By Kevin Guilfoile
It was less than a year ago that we chronicled the trial of Jeanette Sliwinski, the former stripper and trade show model who ran her Mustang at 90 miles an hour into the back of a Honda Civic, killing three Chicago musicians. She was found guilty but mentally ill of reckless homicide and was sentenced to just eight years in prison.
And this Thursday she will walk out of jail.
To understand how eight years became ten months, you have to accept that prison math is all about subtraction. There was time served. Time off for good behavior. Time credited for counseling. It's a fact of an overcrowded prison system.

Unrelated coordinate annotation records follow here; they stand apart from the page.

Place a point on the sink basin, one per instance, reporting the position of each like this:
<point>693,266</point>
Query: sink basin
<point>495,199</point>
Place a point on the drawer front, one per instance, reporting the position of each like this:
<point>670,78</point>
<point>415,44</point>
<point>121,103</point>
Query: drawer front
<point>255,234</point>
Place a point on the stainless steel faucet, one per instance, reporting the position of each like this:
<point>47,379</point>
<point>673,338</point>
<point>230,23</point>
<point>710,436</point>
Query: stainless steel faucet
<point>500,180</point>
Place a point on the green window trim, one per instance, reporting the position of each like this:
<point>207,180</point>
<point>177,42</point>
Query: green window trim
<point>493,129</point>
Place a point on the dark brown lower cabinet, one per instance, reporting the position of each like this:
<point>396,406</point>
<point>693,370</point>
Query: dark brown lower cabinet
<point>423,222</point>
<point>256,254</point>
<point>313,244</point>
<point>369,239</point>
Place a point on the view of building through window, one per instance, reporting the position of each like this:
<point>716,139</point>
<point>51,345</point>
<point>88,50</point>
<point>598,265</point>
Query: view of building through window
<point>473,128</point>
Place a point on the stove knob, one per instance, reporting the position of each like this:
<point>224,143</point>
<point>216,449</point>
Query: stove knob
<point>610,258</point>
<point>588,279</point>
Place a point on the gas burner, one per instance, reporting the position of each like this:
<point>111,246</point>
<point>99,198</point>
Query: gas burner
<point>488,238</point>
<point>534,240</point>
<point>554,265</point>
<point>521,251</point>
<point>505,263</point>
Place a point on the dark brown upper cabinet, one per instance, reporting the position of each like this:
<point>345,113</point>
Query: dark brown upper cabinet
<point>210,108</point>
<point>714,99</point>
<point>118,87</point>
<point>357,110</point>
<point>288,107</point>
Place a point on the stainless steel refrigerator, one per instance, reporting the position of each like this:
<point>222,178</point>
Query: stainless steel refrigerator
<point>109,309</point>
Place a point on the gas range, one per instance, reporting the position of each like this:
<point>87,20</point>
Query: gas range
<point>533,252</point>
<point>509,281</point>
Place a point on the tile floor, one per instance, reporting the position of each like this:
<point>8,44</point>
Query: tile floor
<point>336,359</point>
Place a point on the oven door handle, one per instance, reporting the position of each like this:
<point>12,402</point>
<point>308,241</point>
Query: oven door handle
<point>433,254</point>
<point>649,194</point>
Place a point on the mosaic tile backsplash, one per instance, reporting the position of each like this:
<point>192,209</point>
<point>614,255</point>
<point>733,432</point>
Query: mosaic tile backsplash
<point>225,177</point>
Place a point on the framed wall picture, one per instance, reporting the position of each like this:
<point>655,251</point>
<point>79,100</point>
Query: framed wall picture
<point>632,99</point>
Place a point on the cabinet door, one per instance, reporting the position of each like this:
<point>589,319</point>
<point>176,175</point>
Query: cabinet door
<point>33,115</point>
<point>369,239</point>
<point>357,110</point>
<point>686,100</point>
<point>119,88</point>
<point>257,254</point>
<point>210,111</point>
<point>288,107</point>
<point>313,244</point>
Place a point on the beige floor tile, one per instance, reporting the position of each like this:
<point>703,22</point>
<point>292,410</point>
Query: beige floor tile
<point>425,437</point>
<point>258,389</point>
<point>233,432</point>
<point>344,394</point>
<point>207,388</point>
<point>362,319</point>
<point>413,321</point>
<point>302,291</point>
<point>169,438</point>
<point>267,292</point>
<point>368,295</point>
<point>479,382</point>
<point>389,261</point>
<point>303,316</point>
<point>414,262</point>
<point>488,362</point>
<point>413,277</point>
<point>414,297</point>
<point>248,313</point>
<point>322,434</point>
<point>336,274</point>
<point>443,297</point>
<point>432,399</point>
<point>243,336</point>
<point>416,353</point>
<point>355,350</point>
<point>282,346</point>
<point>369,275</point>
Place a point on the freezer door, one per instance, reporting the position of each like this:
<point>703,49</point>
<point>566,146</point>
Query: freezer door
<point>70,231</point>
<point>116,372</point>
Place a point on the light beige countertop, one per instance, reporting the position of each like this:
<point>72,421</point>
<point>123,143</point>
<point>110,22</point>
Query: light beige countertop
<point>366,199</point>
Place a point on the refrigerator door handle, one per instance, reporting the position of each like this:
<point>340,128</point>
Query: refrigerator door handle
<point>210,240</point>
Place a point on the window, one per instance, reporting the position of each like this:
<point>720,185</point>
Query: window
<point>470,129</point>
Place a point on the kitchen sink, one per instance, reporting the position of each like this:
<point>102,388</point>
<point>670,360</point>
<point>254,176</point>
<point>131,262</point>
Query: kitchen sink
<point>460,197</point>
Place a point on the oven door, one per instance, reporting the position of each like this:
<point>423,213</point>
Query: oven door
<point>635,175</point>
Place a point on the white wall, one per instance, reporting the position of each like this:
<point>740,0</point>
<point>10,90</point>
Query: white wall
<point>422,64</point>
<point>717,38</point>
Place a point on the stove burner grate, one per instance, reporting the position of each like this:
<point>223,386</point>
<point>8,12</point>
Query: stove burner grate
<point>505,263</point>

But I wonder if the original sentence--eight years for taking three lives--was as light as it was only because Sliwinski chose a car as her weapon.
We have a habit of calling any collision involving an automobile an "accident." No doubt if you had been listening to AM radio in Chicago on July 14, 2005, the traffic report would have warned you of an "accident" at the intersection of Dempster and Niles Center Road. Somebody missed a red light. Somebody was texting while driving. Just an accident.
But what happened on that spot that day was no accident.
If on July 14, 2005, Sliwinski had walked into that intersection with a gun or a bomb and, in an attempt to take her own life also killed three other people, she would not have received a prison sentence of only eight years. I guarantee you she would have been committed for life. She would have been called a danger. A threat to society. But what is the difference between that and steering a 2,000 pound missile into the back of another car at almost 100 miles an hour?
The difference is John Glick, Michael Dahlquist, and Doug Meis might have survived if Jeanette Sliwinski had only shot them.